“When you have second thoughts, a good place to have them is at home,” said Michael Ignatieff last Friday at the Munk Centre for International Studies. His talk, entitled “Intervention after Iraq: Some Second Thoughts” was part of the Cambodian Genocide Group’s “Responsibility to Protect” lecture series.

“Responsibility to Protect” is the title and guiding principle of the report filed by the International Commission on Intervention and State Sovereignty. Appropriately, Ignatieff was one of the commissioners who prepared the document. It asserts that governments have the responsibility to protect their citizens from harm, and that when they cannot or will not, the rest of the world must do so.

Ignatieff graduated from the University of Toronto and received his Ph.D. from Harvard University, where he is now the Carr Professor of Human Rights Practice and Director of the Carr Center of Human Rights Policy. He has taught at Harvard, Cambridge, Oxford, the University of California, the University of London, and the London School of Economics. His books have won numerous awards, including the Governor General’s Award for Non-Fiction.

Initially, Michael Ignatieff was a supporter of the war on Iraq. Since the invasion however, like many others, he has had some second thoughts. Over the course of his talk, he attempted to explain them.

“We were looking at a gathering threat.

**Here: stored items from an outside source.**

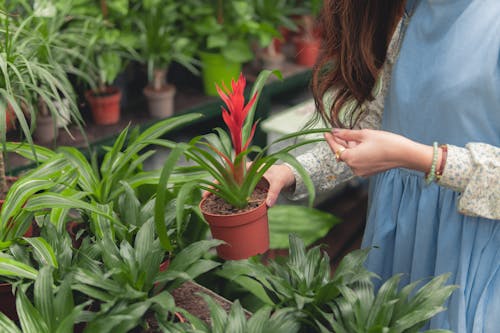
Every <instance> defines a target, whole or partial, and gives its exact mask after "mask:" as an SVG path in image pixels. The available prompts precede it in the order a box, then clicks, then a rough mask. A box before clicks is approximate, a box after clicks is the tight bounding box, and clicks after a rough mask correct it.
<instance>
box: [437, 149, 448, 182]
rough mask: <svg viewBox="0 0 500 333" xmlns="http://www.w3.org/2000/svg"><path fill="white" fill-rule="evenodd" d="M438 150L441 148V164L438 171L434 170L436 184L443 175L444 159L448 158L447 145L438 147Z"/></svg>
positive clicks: (444, 164)
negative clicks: (436, 182) (434, 171)
mask: <svg viewBox="0 0 500 333" xmlns="http://www.w3.org/2000/svg"><path fill="white" fill-rule="evenodd" d="M439 148H441V152H442V154H441V164H440V165H439V169H438V170H436V182H438V181H439V180H440V179H441V176H442V175H443V172H444V167H445V165H446V158H447V156H448V146H447V145H440V146H439Z"/></svg>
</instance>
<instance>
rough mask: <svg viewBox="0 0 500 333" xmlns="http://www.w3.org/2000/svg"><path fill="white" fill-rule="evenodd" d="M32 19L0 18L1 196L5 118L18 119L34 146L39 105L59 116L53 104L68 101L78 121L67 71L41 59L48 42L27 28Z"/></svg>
mask: <svg viewBox="0 0 500 333" xmlns="http://www.w3.org/2000/svg"><path fill="white" fill-rule="evenodd" d="M32 20H33V18H32V17H29V18H25V19H17V20H13V19H11V18H10V16H8V15H7V14H0V21H1V27H0V36H1V37H2V43H1V44H0V62H1V63H2V66H1V72H2V75H1V78H0V141H1V142H2V154H0V192H1V194H0V196H3V195H5V193H6V191H7V189H8V188H7V185H6V178H5V166H4V162H3V157H4V156H3V155H4V154H3V153H4V152H5V142H6V132H7V128H8V123H7V116H8V115H10V116H11V117H12V116H14V117H15V118H16V119H17V123H18V124H19V127H20V130H21V133H22V135H23V136H24V140H26V141H27V142H28V143H29V144H33V139H32V136H31V134H32V129H33V128H34V127H35V125H34V124H35V119H36V118H37V114H38V104H39V102H40V101H42V104H43V105H44V106H45V108H46V110H48V111H49V112H50V113H51V114H53V115H58V114H59V109H58V107H57V106H56V102H62V100H63V99H64V98H67V99H68V100H69V101H70V110H71V116H72V117H73V119H74V120H75V121H76V122H77V123H78V122H80V121H81V117H80V114H79V112H78V108H77V107H76V103H75V101H74V93H73V90H72V86H71V84H70V83H69V81H68V78H67V75H66V71H65V70H64V68H63V67H62V66H61V65H60V64H58V63H57V61H56V59H54V58H53V57H51V56H50V54H47V55H46V57H45V58H44V59H40V55H41V54H40V53H43V52H42V51H41V49H43V50H48V49H51V48H52V46H51V45H52V44H51V42H50V41H42V39H41V37H40V36H39V35H38V33H36V32H35V33H33V31H31V29H30V24H31V23H32Z"/></svg>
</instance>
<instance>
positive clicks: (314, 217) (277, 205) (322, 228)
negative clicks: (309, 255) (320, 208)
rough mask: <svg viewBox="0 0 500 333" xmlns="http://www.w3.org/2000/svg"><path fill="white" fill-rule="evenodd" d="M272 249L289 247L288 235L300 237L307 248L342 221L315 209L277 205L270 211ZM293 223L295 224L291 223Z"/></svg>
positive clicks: (333, 215) (289, 205)
mask: <svg viewBox="0 0 500 333" xmlns="http://www.w3.org/2000/svg"><path fill="white" fill-rule="evenodd" d="M268 219H269V233H270V235H269V237H270V248H272V249H286V248H288V247H289V244H288V235H289V234H290V233H293V234H296V235H297V236H299V237H300V238H301V239H302V240H303V241H304V243H305V244H306V246H309V245H311V244H313V243H314V242H315V241H317V240H318V239H321V238H322V237H324V236H325V235H326V234H327V233H328V231H330V229H331V228H332V227H333V226H334V225H336V224H338V223H339V222H340V220H339V219H338V218H337V217H335V216H334V215H332V214H329V213H326V212H323V211H320V210H318V209H315V208H308V207H304V206H294V205H275V206H273V207H271V208H269V210H268ZM290 221H293V223H290Z"/></svg>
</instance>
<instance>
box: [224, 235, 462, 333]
mask: <svg viewBox="0 0 500 333" xmlns="http://www.w3.org/2000/svg"><path fill="white" fill-rule="evenodd" d="M367 254H368V250H367V249H364V250H357V251H354V252H351V253H350V254H348V255H347V256H346V257H344V259H343V260H342V261H341V263H340V264H339V266H338V267H337V269H336V271H335V274H334V275H333V276H331V273H330V263H329V261H330V260H329V258H328V255H327V254H326V253H323V252H322V251H321V249H320V247H318V246H316V247H313V248H311V249H309V250H306V247H305V246H304V243H303V242H302V240H301V239H299V238H298V237H296V236H294V235H293V234H292V235H290V250H289V257H288V258H287V259H286V261H285V262H283V263H280V262H278V261H271V262H270V263H269V265H267V266H264V265H263V264H261V263H260V262H258V261H256V260H253V261H240V262H228V263H226V264H225V265H224V271H225V272H224V276H241V275H244V276H246V277H248V278H250V279H251V280H253V281H256V282H257V283H258V286H260V287H258V288H254V287H255V285H254V284H251V283H248V284H242V286H243V287H244V288H245V287H246V288H249V291H252V292H254V293H255V294H256V295H262V290H263V292H264V294H265V295H266V296H267V297H266V298H265V301H267V302H268V303H271V304H273V305H274V306H275V307H276V308H288V309H294V311H295V312H297V313H298V314H300V316H299V317H300V318H301V320H302V322H303V323H304V324H305V326H306V327H308V328H309V329H313V330H314V331H320V332H331V331H335V332H349V333H350V332H372V331H371V329H373V332H405V333H407V332H416V331H417V330H418V329H420V328H421V327H423V325H424V324H425V323H426V322H427V321H428V320H429V319H430V318H431V317H433V316H434V315H435V314H437V313H439V312H441V311H443V310H444V307H443V304H444V303H445V301H446V299H447V298H448V297H449V295H450V294H451V292H452V290H453V289H455V288H456V287H455V286H444V282H445V281H446V279H447V276H446V275H442V276H439V277H436V278H434V279H433V280H432V281H431V282H429V283H428V284H426V285H424V286H422V287H421V288H420V289H419V290H418V291H417V292H416V293H415V294H414V296H409V295H410V293H412V292H413V291H414V290H415V289H416V287H417V284H418V282H417V283H413V284H410V285H408V286H406V287H404V288H403V289H401V291H399V289H398V287H399V279H400V276H395V277H393V278H391V279H390V280H388V281H387V282H386V283H385V284H384V285H383V287H382V288H381V289H380V290H379V291H378V294H377V295H376V296H375V295H374V286H373V281H372V280H373V278H375V277H376V275H375V274H373V273H371V272H369V271H368V270H366V268H364V266H363V263H364V261H365V260H366V257H367ZM252 286H253V287H252ZM261 288H262V289H261ZM261 297H262V296H261Z"/></svg>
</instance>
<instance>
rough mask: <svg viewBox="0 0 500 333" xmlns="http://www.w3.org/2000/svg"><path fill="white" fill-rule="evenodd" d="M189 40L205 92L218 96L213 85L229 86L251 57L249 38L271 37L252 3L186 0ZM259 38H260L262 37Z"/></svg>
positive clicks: (248, 2) (187, 28) (268, 37)
mask: <svg viewBox="0 0 500 333" xmlns="http://www.w3.org/2000/svg"><path fill="white" fill-rule="evenodd" d="M185 3H186V4H185V5H184V6H183V8H182V10H184V11H189V12H188V13H187V14H188V19H189V21H190V23H191V24H189V25H188V26H187V27H186V29H189V30H188V31H189V33H190V37H191V39H192V40H193V41H194V42H195V43H196V44H197V47H198V51H199V52H198V54H199V57H200V60H201V71H202V78H203V84H204V89H205V94H207V95H209V96H217V90H216V89H215V84H216V83H217V84H221V83H222V82H224V83H225V84H226V85H228V84H229V83H230V82H231V79H236V78H237V77H238V75H239V73H240V72H241V69H242V64H244V63H246V62H248V61H250V60H252V59H254V57H255V54H254V52H253V50H252V46H251V45H252V41H253V40H255V39H257V40H258V42H259V43H260V44H261V45H265V44H266V42H268V41H269V40H270V38H271V37H270V34H269V32H270V31H269V27H268V26H267V25H265V24H262V23H261V22H260V21H259V19H258V17H257V16H256V14H255V9H254V7H253V2H251V1H245V0H236V1H222V0H209V1H204V0H188V1H186V2H185ZM261 39H262V40H261Z"/></svg>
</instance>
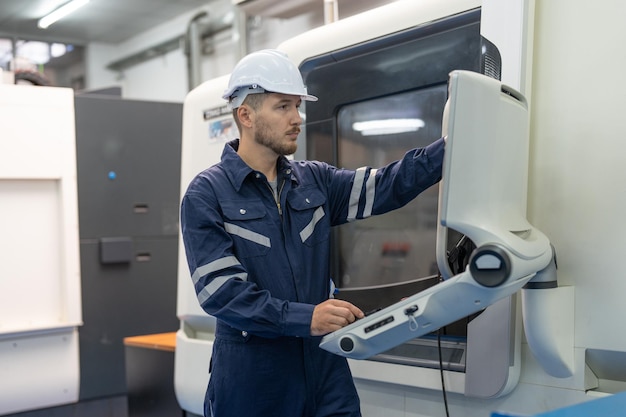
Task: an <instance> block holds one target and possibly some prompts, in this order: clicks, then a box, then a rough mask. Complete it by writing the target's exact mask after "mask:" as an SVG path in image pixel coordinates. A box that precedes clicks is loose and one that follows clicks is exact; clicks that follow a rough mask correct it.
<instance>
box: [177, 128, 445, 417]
mask: <svg viewBox="0 0 626 417" xmlns="http://www.w3.org/2000/svg"><path fill="white" fill-rule="evenodd" d="M238 145H239V142H238V140H235V141H232V142H230V143H229V144H227V145H226V146H225V147H224V152H223V154H222V159H221V162H220V163H218V164H216V165H214V166H212V167H210V168H208V169H206V170H205V171H203V172H201V173H200V174H198V176H197V177H196V178H195V179H194V180H193V181H192V182H191V183H190V185H189V187H188V189H187V191H186V193H185V196H184V198H183V201H182V205H181V227H182V236H183V240H184V245H185V250H186V254H187V260H188V263H189V269H190V272H191V275H192V280H193V284H194V286H195V290H196V293H197V295H198V300H199V302H200V305H201V306H202V308H203V309H204V310H205V311H206V312H207V313H208V314H210V315H212V316H214V317H216V318H217V330H216V336H215V342H214V345H213V353H212V360H211V362H212V363H211V369H210V372H211V376H210V381H209V386H208V389H207V393H206V398H205V415H207V416H211V415H212V416H216V417H227V416H233V417H244V416H245V417H252V416H260V417H267V416H280V417H300V416H302V417H322V416H324V417H328V416H360V415H361V414H360V406H359V398H358V395H357V392H356V388H355V386H354V383H353V380H352V375H351V373H350V369H349V368H348V364H347V361H346V359H345V358H343V357H340V356H336V355H333V354H331V353H328V352H326V351H324V350H322V349H320V348H319V346H318V345H319V342H320V338H319V337H312V336H311V334H310V333H311V318H312V314H313V309H314V307H315V305H316V304H319V303H321V302H323V301H325V300H327V299H328V298H329V297H330V292H331V288H330V270H329V269H330V261H329V260H330V227H331V226H334V225H340V224H343V223H346V222H349V221H353V220H357V219H363V218H366V217H369V216H371V215H377V214H382V213H385V212H388V211H390V210H393V209H396V208H399V207H401V206H403V205H405V204H406V203H408V202H409V201H410V200H412V199H413V198H415V197H416V196H417V195H418V194H419V193H420V192H422V191H423V190H425V189H426V188H428V187H430V186H432V185H433V184H435V183H436V182H438V181H439V180H440V179H441V171H442V161H443V152H444V141H443V139H439V140H438V141H436V142H434V143H432V144H431V145H429V146H427V147H425V148H419V149H414V150H412V151H409V152H407V153H406V154H405V156H404V157H403V158H402V159H401V160H399V161H396V162H394V163H391V164H389V165H387V166H385V167H383V168H379V169H374V168H369V167H365V168H359V169H357V170H356V171H352V170H344V169H338V168H335V167H332V166H330V165H328V164H325V163H322V162H315V161H290V160H288V159H287V158H285V157H280V158H279V160H278V162H277V164H278V165H277V169H278V171H277V172H278V174H277V180H278V187H277V188H278V193H279V194H278V199H275V198H274V194H273V192H272V189H271V187H270V185H269V183H268V181H267V179H266V178H265V176H264V175H263V174H262V173H260V172H257V171H254V170H252V169H251V168H250V167H248V166H247V165H246V164H245V163H244V162H243V160H242V159H241V158H240V157H239V155H237V153H236V150H237V148H238Z"/></svg>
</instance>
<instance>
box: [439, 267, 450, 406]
mask: <svg viewBox="0 0 626 417" xmlns="http://www.w3.org/2000/svg"><path fill="white" fill-rule="evenodd" d="M439 281H443V276H442V275H441V272H439ZM443 331H444V327H441V328H440V329H439V330H437V350H438V351H439V375H440V376H441V392H442V394H443V405H444V407H445V409H446V417H450V410H448V393H447V392H446V381H445V379H444V375H443V353H442V351H441V333H442V332H443Z"/></svg>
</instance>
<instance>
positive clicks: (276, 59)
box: [222, 49, 317, 109]
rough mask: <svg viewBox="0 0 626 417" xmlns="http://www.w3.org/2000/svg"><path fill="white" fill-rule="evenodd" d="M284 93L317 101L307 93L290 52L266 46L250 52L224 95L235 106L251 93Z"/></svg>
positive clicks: (238, 69)
mask: <svg viewBox="0 0 626 417" xmlns="http://www.w3.org/2000/svg"><path fill="white" fill-rule="evenodd" d="M266 92H268V93H281V94H289V95H294V96H300V98H302V100H308V101H317V97H315V96H312V95H310V94H307V91H306V87H305V86H304V82H303V81H302V75H300V71H299V70H298V68H297V67H296V66H295V65H294V63H293V62H291V60H289V58H288V57H287V55H286V54H285V53H283V52H281V51H277V50H275V49H264V50H261V51H257V52H253V53H251V54H249V55H246V56H245V57H243V58H242V59H241V61H239V63H237V65H236V66H235V68H234V69H233V72H232V73H231V74H230V80H229V81H228V88H227V89H226V91H224V94H223V95H222V98H224V99H225V100H228V102H229V105H230V107H231V108H233V109H235V108H237V107H239V106H241V104H242V103H243V101H244V100H245V98H246V96H247V95H248V94H258V93H266Z"/></svg>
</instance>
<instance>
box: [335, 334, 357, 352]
mask: <svg viewBox="0 0 626 417" xmlns="http://www.w3.org/2000/svg"><path fill="white" fill-rule="evenodd" d="M339 347H340V348H341V350H343V351H344V352H346V353H350V352H352V351H353V350H354V340H352V338H351V337H348V336H344V337H342V338H341V340H340V341H339Z"/></svg>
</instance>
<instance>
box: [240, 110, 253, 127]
mask: <svg viewBox="0 0 626 417" xmlns="http://www.w3.org/2000/svg"><path fill="white" fill-rule="evenodd" d="M237 117H239V122H240V123H241V124H242V125H243V126H245V127H252V121H253V118H254V114H253V112H252V109H250V107H248V106H246V105H245V104H242V105H241V106H239V107H238V108H237Z"/></svg>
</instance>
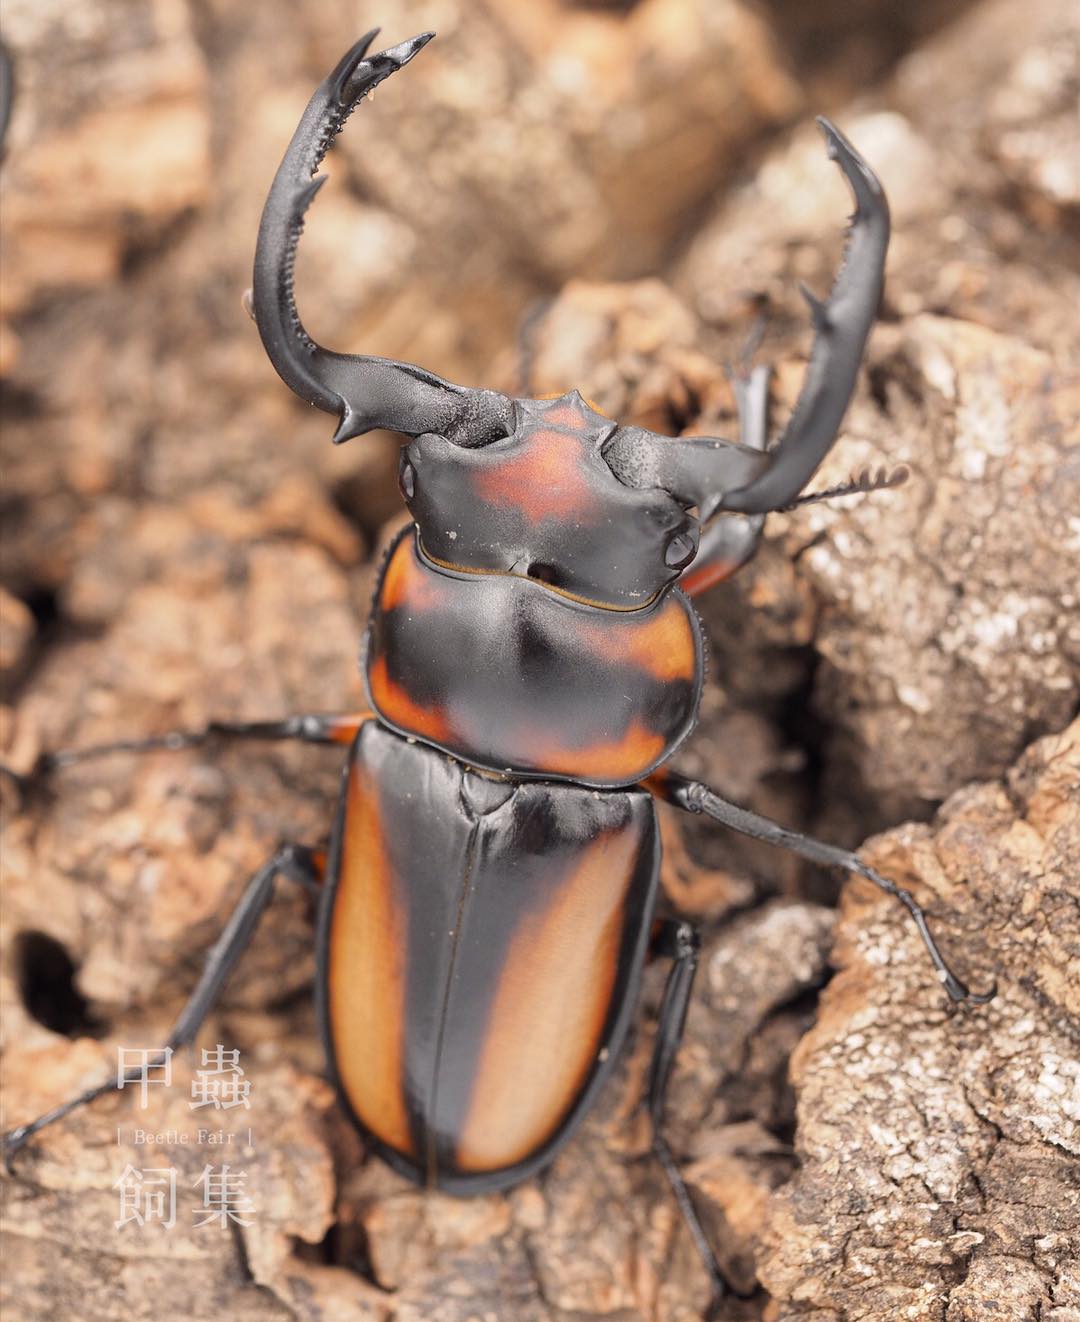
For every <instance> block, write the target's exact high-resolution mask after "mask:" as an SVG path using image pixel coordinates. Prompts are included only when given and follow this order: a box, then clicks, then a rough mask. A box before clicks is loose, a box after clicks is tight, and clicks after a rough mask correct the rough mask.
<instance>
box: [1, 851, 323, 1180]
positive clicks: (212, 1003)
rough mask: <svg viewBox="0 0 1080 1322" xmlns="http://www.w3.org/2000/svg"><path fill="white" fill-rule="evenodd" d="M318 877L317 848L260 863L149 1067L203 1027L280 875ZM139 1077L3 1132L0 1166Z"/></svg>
mask: <svg viewBox="0 0 1080 1322" xmlns="http://www.w3.org/2000/svg"><path fill="white" fill-rule="evenodd" d="M321 874H323V855H321V854H320V853H319V851H316V850H311V849H307V847H304V846H303V845H282V847H280V849H279V850H278V851H276V853H275V854H274V857H272V858H271V859H270V861H268V862H267V863H264V865H263V866H262V867H260V869H259V871H258V873H255V875H254V876H252V878H251V880H250V882H249V883H247V887H246V888H245V892H243V895H242V896H241V900H239V903H238V904H237V907H235V908H234V910H233V914H231V915H230V917H229V921H227V923H226V924H225V928H223V931H222V933H221V936H219V937H218V939H217V941H214V944H213V947H210V951H209V953H208V956H206V962H205V965H204V968H202V976H201V977H200V980H198V982H197V984H196V988H194V990H193V992H192V994H190V997H188V1003H186V1005H185V1006H184V1009H182V1010H181V1011H180V1018H178V1019H177V1021H176V1023H174V1025H173V1027H172V1031H171V1032H169V1036H168V1040H167V1042H165V1046H164V1048H163V1050H161V1052H160V1055H159V1056H157V1059H156V1060H153V1062H151V1064H164V1062H165V1060H168V1055H167V1052H172V1051H176V1050H177V1048H178V1047H184V1046H188V1044H189V1043H190V1042H193V1040H194V1038H196V1034H197V1032H198V1030H200V1027H201V1026H202V1021H204V1019H205V1018H206V1015H208V1014H209V1013H210V1009H212V1007H213V1005H214V1002H215V1001H217V998H218V995H219V994H221V989H222V986H223V985H225V981H226V978H227V977H229V974H230V973H231V972H233V969H234V968H235V966H237V962H238V961H239V958H241V956H242V954H243V952H245V951H246V949H247V947H249V944H250V941H251V937H252V936H254V933H255V928H256V927H258V924H259V919H260V917H262V916H263V914H264V912H266V908H267V906H268V904H270V902H271V899H272V898H274V883H275V880H276V879H278V878H279V876H286V878H288V879H289V880H292V882H296V883H297V884H300V886H303V887H304V888H305V890H309V891H317V890H319V886H320V883H321ZM140 1077H141V1067H140V1068H137V1069H128V1071H127V1073H124V1075H119V1076H118V1075H116V1073H112V1075H111V1076H110V1077H108V1079H106V1080H104V1081H103V1083H99V1084H96V1087H94V1088H87V1091H86V1092H83V1093H79V1096H78V1097H71V1099H70V1100H69V1101H65V1103H63V1104H62V1105H59V1107H54V1108H53V1109H52V1110H46V1112H45V1114H44V1116H38V1117H37V1120H32V1121H29V1122H28V1124H25V1125H19V1126H17V1128H16V1129H11V1130H8V1133H5V1134H4V1136H3V1141H1V1142H3V1150H4V1165H5V1166H7V1167H8V1170H9V1171H11V1169H12V1158H13V1157H15V1154H16V1153H17V1151H19V1150H20V1149H21V1147H24V1146H25V1144H26V1142H28V1140H30V1138H32V1137H33V1136H34V1134H36V1133H38V1130H41V1129H45V1126H46V1125H52V1124H54V1122H56V1121H57V1120H62V1118H63V1117H65V1116H67V1114H70V1113H71V1112H73V1110H77V1109H78V1108H79V1107H85V1105H86V1104H87V1103H90V1101H94V1099H95V1097H100V1096H102V1095H103V1093H107V1092H115V1091H118V1089H119V1088H122V1087H123V1085H124V1084H128V1083H137V1081H139V1079H140Z"/></svg>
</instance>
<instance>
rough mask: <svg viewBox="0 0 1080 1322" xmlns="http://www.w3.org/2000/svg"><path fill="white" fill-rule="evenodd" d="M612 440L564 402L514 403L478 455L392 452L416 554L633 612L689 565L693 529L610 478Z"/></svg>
mask: <svg viewBox="0 0 1080 1322" xmlns="http://www.w3.org/2000/svg"><path fill="white" fill-rule="evenodd" d="M616 430H617V428H616V424H615V423H613V422H612V420H611V419H609V418H605V416H604V415H603V414H599V412H596V410H595V408H591V407H590V406H588V405H587V403H586V402H584V401H583V399H582V397H580V395H579V394H578V391H576V390H574V391H570V394H566V395H562V397H559V398H558V399H516V401H514V402H513V411H512V416H510V420H509V424H508V428H506V431H508V434H506V435H505V436H501V438H498V439H496V440H490V442H488V443H485V444H482V446H473V447H464V446H460V444H455V443H453V442H451V440H448V439H447V438H445V436H440V435H435V434H431V432H428V434H426V435H422V436H416V438H415V440H412V442H411V444H408V446H406V448H405V449H403V451H402V459H401V488H402V494H403V496H405V500H406V504H407V505H408V509H410V513H411V514H412V517H414V518H415V520H416V524H418V526H419V530H420V543H422V546H423V549H424V551H426V554H427V555H428V557H430V558H431V559H434V561H436V562H438V563H443V564H448V566H453V567H455V568H463V570H476V571H484V572H502V574H517V575H522V576H529V578H534V579H538V580H541V582H543V583H547V584H549V586H550V587H553V588H557V590H558V591H562V592H564V594H567V595H570V596H576V598H582V599H584V600H588V602H596V603H600V604H604V605H611V607H616V608H624V609H628V608H631V609H632V608H635V607H638V605H644V604H645V603H646V602H649V600H650V599H652V598H653V596H656V594H657V592H658V591H660V590H661V588H662V587H664V586H665V584H666V583H670V582H672V580H673V579H675V578H678V574H679V572H681V570H682V568H683V566H686V564H687V563H689V562H690V561H691V559H693V558H694V554H695V553H697V547H698V522H697V520H695V518H694V517H693V516H691V514H689V513H687V512H686V509H685V508H683V506H682V505H681V504H679V502H678V501H677V500H675V498H674V497H672V496H670V494H669V493H668V492H665V490H661V489H658V488H646V489H638V488H635V486H628V485H627V484H625V483H623V481H620V480H619V479H617V477H616V476H615V473H613V472H612V469H611V467H609V465H608V463H607V460H605V459H604V447H605V446H607V443H608V442H609V439H611V438H612V435H613V434H615V431H616Z"/></svg>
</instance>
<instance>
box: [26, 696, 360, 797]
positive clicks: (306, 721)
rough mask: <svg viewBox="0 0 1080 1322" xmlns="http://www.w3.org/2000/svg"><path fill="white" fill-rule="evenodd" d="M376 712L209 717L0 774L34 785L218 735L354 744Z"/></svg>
mask: <svg viewBox="0 0 1080 1322" xmlns="http://www.w3.org/2000/svg"><path fill="white" fill-rule="evenodd" d="M370 717H371V714H370V713H369V711H361V713H356V714H348V715H299V717H286V718H284V719H282V720H208V722H206V724H205V726H198V727H197V728H194V730H169V731H167V732H165V734H160V735H147V736H145V738H143V739H115V740H112V742H111V743H104V744H93V746H90V747H87V748H59V750H57V751H56V752H44V754H41V755H40V756H38V759H37V760H36V761H34V764H33V767H32V768H30V769H29V771H28V772H20V771H15V769H13V768H12V767H8V765H5V764H4V763H0V775H4V776H8V777H9V779H11V780H12V781H15V784H16V785H17V787H19V788H20V789H29V788H32V787H33V785H36V784H38V783H40V781H42V780H44V779H45V777H48V776H49V775H52V773H53V772H54V771H62V769H63V768H65V767H74V765H75V764H77V763H81V761H93V760H94V759H95V758H107V756H110V755H112V754H119V752H134V754H137V752H156V751H161V750H167V751H171V752H172V751H176V750H180V748H198V747H201V746H202V744H206V743H212V742H213V740H217V739H267V740H278V739H300V740H304V742H305V743H337V744H349V743H352V742H353V736H354V735H356V732H357V730H358V728H360V727H361V726H362V724H364V722H365V720H369V719H370Z"/></svg>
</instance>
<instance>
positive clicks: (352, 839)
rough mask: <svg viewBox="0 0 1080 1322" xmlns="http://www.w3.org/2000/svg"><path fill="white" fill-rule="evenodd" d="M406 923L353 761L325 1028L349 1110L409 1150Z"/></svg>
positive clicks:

Not imminent; gathering,” he said of Iraq prior to the United States’ most recent war. In examining his assumptions at that time, Ignatieff said he had trusted the American government to have good intelligence sources within Iraq.

“Don’t trust big powers when they tell you ‘we’ve got intelligence,'” he said. “They drove in the dark.”

Ignatieff also criticized the antiwar movement, particularly the popular slogan, “no blood for oil.”

“A great power that doesn’t fight for its oil supplies will not be a great power very long,” he said, also pointing out that if oil was its only concern, the United States would not need to go to war with Iraq to get it.

But ultimately, Ignatieff said he wasn’t out to redirect blame.

“I can’t finger them and not finger myself here,” he said, and later, “I feel I can’t just keep saying ‘Well, they screwed it up; it’s not my fault.'”

The event was organized by the Cambodian Genocide Group, in cooperation with the Munk Centre and the Asian Institute at U of T. The Cambodian Genocide Group is a student organization with dual purposes, as the organizers explained.

“We look backwards, we look at history, but we also are a proactive group. We look at genocide right now,” explained Andrew Hasder, an organizer of the event.

On why they decided to run the speaker series, Kartick Kumar, another organizer, said, “We wanted to bring to the life of the university some interesting speakers on those topics that we wanted to raise.”

“He crystallizes everything and puts everything into perspective in a way that you didn’t really think about before,” Kumar said of Ignatieff’s talk.

“He’s begun to articulate such an incredibly deep and complex set of issues, and I think the structure he brings to that debate is really helpful,” added Hasder.